Siti Mutowimah migrated to Singapore from Indonesia when she was 19 and has spent the past decade sending money back to her family.
She knows as well as anyone the value of the expatriate entrepreneur. Now Ms Mutowimah has decided to return home and start her own business, a decision she attributes to aidha, the school she attended for aspiring migrant entrepreneurs.
Working in the day and diligently studying at night, she has learnt basic money-management skills, timekeeping and effective communication at aidha.
"The teaching has helped me in a way that I have become more disciplined and I've learnt that my dream business can be reality," Ms Mutowimah says.
Founded as a charity in Singapore in late 2006, aidha is now expanding to Abu Dhabi to help educate the masses of migrant workers that are a key driver of growth in the UAE. A great deal of effort has been invested in Emirati entrepreneurship through projects such as the Khalifa Fund and the Mohammed Bin Rashid Al Maktoum Foundation, but little has been established to help the UAE's migrant workers.
Sarah Mavrinac, the founder and president of aidha, has recently moved to the UAE to get the project off the ground. Her enthusiasm for helping what she calls "the hopeful poor" is matched only by her determination to see the school's expansion succeed.
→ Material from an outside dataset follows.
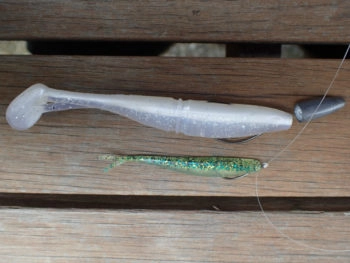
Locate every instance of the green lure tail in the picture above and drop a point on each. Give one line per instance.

"The UAE provides enormous opportunity to the world's hopeful poor," Ms Mavrinac says. "They are here in the millions and aidha hopes to achieve so much with and through them."
The school offers management and entrepreneurship training, financial education, and marketing and communication classes. All of the training is aimed at alleviating poverty by giving students the skills to save money, spend astutely and develop business skills to succeed in a career. Most of the students at the Singapore campus are from the population in the developing world that lives on about US$2 (Dh7.34) a day. The majority of the students are women who have migrated to support their families. They often take on high levels of debt, making the climb out of poverty that much harder.
"Almost always their jobs are difficult, dirty and dangerous," says Ms Mavrinac. "Nonetheless, they take them on because they must.
"They work as maids or construction workers, or on manufacturing plant floors, remitting money each month to keep the children fed and the bills paid."
The Abu Dhabi arm of aidha intends to build local partnerships with businesses and universities to help launch the new school.
Ms Mavrinac hopes businesses will donate office space and schools will offer classes to help launch the initiative.
Each year more than 250 students enrol in the classes in Singapore, seeking to build the necessary skills to start businesses or ascend the career ladder. The goal of aidha is to eventually reach this intake over the next three years in Abu Dhabi. Ms Mutowimah wants to use the skills she learnt at aidha to start a guesthouse, canteen and internet cafe complex in Cilacap, on the island of Java in Indonesia.
"I learnt how to save, to be a smart shopper, choosing the right type of saving, insurance and benefits," she says.
The class for building self-esteem helped Ms Mutowimah to become a positive thinker.
"It also helped me to learn to accept myself," she says. "My business goal is to be the first place to provide shelter, food and IT to high school students that come from outside town."